Meet-up, Friday after work

I'll be in the Brewmaster pub near Leicester Sq Tube station after work today (5.20 pm, Friday 25 January) for a pint or two.

If you fancy turning up to help plot the quiet revolution, send an email so that we know how to recognise each other etc. You'll find me in the alley at the side with the smokers.

Saturday, 12 January 2013

They own land! Give them money!

Katy John from Priced Out linked to this corker from Housing Minister Mark Prisk:

So before Christmas I launched the £200million Build to Rent fund, which will help give developers the freedom to expand their businesses beyond the traditional sale market and into homes built specifically for private rent.

Sweet, so he is using taxpayers' money to subsidise people who want to collect more rent [privately collected tax] from the same people as are already paying the [publicly collected] tax.

Thankfully, £200 million is not a huge figure, but it's the principles (or lack thereof) which matter.

Tuesday, 8 January 2013

"London's poor now subsidise its rich"

Simon Jenkins in the Evening Standard:

In addition, every year central government tries to win electoral credit by demanding, pleading, chiding and bullying local councils not to increase [Council Tax]. The result is absurdly regressive. The “spread” of tax payments under the old rates — the gap between the highest and lowest payments — was 1:100, making it reasonably progressive. The spread of council tax bands today is just 1:3. The effect of this has been a steady rise in the council tax burden on the poor and middle-income and it plummeting on the rich.

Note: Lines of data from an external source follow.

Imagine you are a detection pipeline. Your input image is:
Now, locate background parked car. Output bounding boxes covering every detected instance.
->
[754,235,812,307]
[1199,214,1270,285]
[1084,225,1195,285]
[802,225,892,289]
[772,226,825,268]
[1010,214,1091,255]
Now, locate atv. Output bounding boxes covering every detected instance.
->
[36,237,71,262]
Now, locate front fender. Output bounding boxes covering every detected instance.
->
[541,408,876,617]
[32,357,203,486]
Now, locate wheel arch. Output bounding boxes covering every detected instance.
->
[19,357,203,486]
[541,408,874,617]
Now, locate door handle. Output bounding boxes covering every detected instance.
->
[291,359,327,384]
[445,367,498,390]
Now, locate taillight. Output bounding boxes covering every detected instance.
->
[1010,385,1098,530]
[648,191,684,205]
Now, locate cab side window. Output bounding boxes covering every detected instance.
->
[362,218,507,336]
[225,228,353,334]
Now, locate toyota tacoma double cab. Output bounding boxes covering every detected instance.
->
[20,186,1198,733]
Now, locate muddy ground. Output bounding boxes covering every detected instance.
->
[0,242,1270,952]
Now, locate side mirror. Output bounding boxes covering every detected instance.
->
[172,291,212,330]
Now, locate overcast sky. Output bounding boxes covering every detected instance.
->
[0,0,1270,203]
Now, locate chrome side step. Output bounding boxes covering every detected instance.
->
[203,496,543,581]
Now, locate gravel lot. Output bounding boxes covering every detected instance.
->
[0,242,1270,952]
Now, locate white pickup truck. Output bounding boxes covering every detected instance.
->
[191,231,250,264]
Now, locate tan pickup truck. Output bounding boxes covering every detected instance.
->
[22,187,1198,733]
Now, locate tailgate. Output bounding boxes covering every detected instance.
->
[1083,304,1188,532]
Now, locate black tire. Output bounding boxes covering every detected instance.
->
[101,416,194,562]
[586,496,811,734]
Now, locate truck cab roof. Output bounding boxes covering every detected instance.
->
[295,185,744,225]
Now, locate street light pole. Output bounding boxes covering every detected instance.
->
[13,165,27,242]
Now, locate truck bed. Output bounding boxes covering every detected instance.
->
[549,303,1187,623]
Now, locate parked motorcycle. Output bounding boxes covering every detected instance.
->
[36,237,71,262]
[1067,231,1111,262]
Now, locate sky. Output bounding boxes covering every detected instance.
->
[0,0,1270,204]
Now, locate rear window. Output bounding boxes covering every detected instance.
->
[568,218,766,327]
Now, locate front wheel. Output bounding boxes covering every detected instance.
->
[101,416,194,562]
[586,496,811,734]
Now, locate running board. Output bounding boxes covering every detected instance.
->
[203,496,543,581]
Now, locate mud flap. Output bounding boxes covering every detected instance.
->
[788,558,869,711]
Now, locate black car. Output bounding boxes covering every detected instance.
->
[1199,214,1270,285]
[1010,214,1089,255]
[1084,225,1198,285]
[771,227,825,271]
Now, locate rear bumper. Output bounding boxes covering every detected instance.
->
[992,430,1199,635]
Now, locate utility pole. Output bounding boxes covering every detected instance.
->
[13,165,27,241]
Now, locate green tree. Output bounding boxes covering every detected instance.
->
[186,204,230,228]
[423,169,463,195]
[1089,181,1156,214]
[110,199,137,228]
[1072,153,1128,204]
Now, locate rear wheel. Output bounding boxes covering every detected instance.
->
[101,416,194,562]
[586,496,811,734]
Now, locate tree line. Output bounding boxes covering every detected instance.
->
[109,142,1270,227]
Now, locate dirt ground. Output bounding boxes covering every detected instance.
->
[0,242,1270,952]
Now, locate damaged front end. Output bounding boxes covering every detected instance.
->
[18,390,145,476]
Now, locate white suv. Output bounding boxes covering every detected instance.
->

In the late Eighties, houses in Maida Vale, Mayfair and Kensington were paying £5,000-£8,000 a year in old rates. The same people now pay little over £2,000. Central government policy has led to a huge tax bonus for the London rich. In capitalist New York, residents of suburbs such as Westchester county pay $15,000-$20,000 a year in property taxes.


Back in the 1980s, Domestic Rates raised considerably more than its eventual replacement Council Tax, and Stamp Duty was only one per cent.

Would it really be so terrible if we turned the clock back a bit and reinstated these rules? If you index up the figures given for inflation, what Domestic Rates would amount to is a flat annual tax of something under one per cent on the market value of each home (like they still have in Northern Ireland). If the owners of multi-million homes in "Maida Vale, Mayfair and Kensington" end up paying £20,000 or £50,000 or £100,000 a year, would anybody really care? If the current owners can't afford it, then there'll be plenty of French tax exiles and Arab and Russian oligarchs happy to step in.

The more of these people we can encourage to come to London the better; even if the whole of central London became a playground for millionaires, so what? If we had another half a million of them spending half a million pounds a year each, that would turn our trade deficit into a massive surplus and increase our GDP by a fifth.

Saturday, 5 January 2013

Only sixty per cent of UK adults are owner-occupiers

One supposed obstacle to shifting taxes from output and employment to the rental value of land is that "turkeys don't vote for Xmas", which pre-supposes that a vast majority of the electorate derive more income (or benefit) from landownership than they do from going out to work or running a business (which is clearly nonsense).

While it is often stated that 68% of UK households are owner-occupiers (who by implication would rather go for the safety of government protected land values), Rob B asked me whether there are any statistics on how many adults are owner-occupiers (singly or jointly with partner).

For example, if there are two houses, one owned-occupied by a single adult and the other rented to a couple, that's 50% of households who are owner-occupiers, but only 33% of adults. So on a per-household basis, there is no majority for shifting taxes from output and employment to the rental value of land, but on a per-adult basis there is.

As far as I can see, there are no such statistics, but we can reverse engineer it from the DCLG's English Housing Survey for 2008-09 and the ONS survey Families and people in families (published early 2012, Excel Tables here).

Table 3 of the former lists each household by type and says what percentage are owner-occupiers or tenants in England; sheets 1 and 7 of the latter give the absolute number of each household by type for the UK. We can assume that the percentages for England apply across the UK and thus multiply them by the absolute number.

We can then multiply the number of owner-occupier households with only one adult (single, widowed or lone parent) by one and the number of owner-occupier households with two adults (couple) by two (and the number of 'other' households by 1.5) and we arrive at the grand total of 30.1 million adults who can describe themselves as owner-occupiers.

The total number of adults in the UK from the 2011 census (click the link under Figure 3) is 50.5 million.

30.1 million divided by 50.5 million is just under sixty per cent.

(Quick check: there are 18 million owner-occupier households in the UK, of which one-third are single, widowed or lone parent and the other 12 million are couples; 6 million plus 24 million = 30 million. Looks about right).

We could tweak that a bit in either direction, for example we could deduct a million owner-ocupier households who have little or no equity in their home, but that is then guesswork/subjective.